The stages are marked by the same design concept that set Super Mario Galaxy apart from its predecessors; each level contains situations and challenges unique to it. Entering each is to step into the unknown. Formulaic is, for the most, an unused word here.
Initially, the power ups offer the biggest surprises. Although the series' trademarks like mushrooms, fire flowers, stars and Tanooki suits return, the headliner is the cat suit. It's a great gameplay addition and plays an important part in many of the worlds you'll travel to.
Once transformed, your character can perform a swipe attack, an air lunge, and are able to climb up, well, almost anything, as the suit's used to find secret areas out of sight.
Equally original is the cherry power up, which grants you a clone that mirrors your original character's movements. You can pick up multiple cherries and soon have a bunch (or should that be horde?) of Marios storming around the level. It's hilarious to watch the first time, but soon stages contain challenges that force you to keep as many clones alive as possible to access new areas.
Elsewhere there are boomerang suits, flying hats, goomba disguises... no other Mario game has included so many different power ups, and it helps to keep gameplay fresh.
Stages continue to surprise. One may echo the classic 2D games, while in the very next you're playing with light and shadows. Another, and you're racing through a Mario Kart-inspired course. You rarely know what to expect the next challenge to be, and eagerly enter each stage to find out.
There's a few weaker elements within all these positives. The all-new bosses are extremely well designed, so its a disappointment when the game recycles some from previous games.
We said formulaic was mostly unused. Towards the end of the game some of the ideas are reused, and the suddenness of seeing repeated tricks after such diversity emphasises the drought of fresh ideas. When you're coming to that last game battle, it's somewhat disheartening to see the game retread old ground for its last stretch, and as a result the game ends with less of a bang than it started with.
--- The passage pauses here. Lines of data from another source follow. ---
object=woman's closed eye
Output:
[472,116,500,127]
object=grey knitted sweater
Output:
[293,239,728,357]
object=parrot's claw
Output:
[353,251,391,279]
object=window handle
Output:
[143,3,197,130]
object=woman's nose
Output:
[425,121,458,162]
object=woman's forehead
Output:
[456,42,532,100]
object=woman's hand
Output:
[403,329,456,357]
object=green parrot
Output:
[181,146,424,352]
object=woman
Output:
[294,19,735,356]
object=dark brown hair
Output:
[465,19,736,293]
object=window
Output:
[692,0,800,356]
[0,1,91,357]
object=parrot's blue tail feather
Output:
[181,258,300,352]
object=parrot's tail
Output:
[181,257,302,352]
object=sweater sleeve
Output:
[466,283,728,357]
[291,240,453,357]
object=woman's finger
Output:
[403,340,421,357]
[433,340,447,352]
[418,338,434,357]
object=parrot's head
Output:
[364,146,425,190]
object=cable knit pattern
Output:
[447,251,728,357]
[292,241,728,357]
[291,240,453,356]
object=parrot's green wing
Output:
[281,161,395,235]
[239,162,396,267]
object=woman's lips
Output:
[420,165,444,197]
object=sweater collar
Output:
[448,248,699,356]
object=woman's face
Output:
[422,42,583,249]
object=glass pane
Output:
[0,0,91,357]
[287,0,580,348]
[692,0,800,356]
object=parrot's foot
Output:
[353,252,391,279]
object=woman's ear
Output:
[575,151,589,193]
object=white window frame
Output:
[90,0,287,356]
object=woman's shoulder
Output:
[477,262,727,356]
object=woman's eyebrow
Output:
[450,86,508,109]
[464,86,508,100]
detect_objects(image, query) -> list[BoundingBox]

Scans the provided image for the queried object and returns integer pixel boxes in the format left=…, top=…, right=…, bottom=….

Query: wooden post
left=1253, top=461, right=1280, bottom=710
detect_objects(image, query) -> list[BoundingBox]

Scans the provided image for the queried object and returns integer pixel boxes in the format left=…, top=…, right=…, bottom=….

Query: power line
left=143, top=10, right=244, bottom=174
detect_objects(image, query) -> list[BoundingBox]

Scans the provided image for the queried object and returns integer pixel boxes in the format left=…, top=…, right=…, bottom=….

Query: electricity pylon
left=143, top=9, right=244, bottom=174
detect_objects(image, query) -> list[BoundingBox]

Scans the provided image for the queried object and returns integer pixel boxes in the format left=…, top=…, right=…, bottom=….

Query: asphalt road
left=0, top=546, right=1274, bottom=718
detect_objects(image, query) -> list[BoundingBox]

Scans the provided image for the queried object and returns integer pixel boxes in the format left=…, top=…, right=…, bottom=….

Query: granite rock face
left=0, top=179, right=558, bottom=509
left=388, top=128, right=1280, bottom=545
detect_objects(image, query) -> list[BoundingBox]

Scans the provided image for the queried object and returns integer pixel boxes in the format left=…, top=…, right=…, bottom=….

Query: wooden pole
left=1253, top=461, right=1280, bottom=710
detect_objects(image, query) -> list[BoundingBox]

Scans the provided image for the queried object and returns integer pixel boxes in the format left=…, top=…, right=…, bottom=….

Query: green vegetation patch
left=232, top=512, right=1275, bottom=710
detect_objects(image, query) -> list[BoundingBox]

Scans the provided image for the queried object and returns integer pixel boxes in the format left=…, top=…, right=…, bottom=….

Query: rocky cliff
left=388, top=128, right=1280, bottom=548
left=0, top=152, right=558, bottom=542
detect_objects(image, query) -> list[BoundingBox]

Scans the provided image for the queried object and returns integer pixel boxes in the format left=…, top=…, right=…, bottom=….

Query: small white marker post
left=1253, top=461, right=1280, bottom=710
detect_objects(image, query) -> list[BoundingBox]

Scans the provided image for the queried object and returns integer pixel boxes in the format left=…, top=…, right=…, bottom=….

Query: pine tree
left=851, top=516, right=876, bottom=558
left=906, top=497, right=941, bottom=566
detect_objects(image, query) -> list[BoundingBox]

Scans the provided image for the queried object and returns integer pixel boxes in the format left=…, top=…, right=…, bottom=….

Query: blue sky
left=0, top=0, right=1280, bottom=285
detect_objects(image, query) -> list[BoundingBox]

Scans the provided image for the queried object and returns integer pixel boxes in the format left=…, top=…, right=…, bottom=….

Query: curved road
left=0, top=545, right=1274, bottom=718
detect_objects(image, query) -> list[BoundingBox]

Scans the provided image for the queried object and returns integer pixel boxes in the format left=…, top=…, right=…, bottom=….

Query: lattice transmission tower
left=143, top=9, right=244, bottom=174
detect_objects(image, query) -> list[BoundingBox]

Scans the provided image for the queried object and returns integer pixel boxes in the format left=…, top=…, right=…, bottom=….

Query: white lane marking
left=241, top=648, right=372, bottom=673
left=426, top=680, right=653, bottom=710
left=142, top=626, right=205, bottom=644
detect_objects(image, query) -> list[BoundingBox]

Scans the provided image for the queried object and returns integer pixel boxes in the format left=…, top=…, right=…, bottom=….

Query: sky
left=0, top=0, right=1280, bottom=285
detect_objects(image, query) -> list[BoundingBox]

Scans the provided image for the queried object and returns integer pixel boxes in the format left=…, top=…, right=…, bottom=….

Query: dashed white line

These negatives do not change the fact that Super Mario 3D World is a sublime Mario adventure. It quickly becomes a kind of obsession to find the three stars and one sticker that are hidden in each level, and it's here that you'll find Nintendo's dedication to the smooth difficulty curve; you'll need skills to track them all down.
With the near-perfect control that is a franchise hallmark and an HD sheen to the colourful worlds, this is exactly the kind of gaming magic the Wii U has been waiting for. It's not the gameplay leap of Mario 64 or Galaxy, but it's as enjoyable.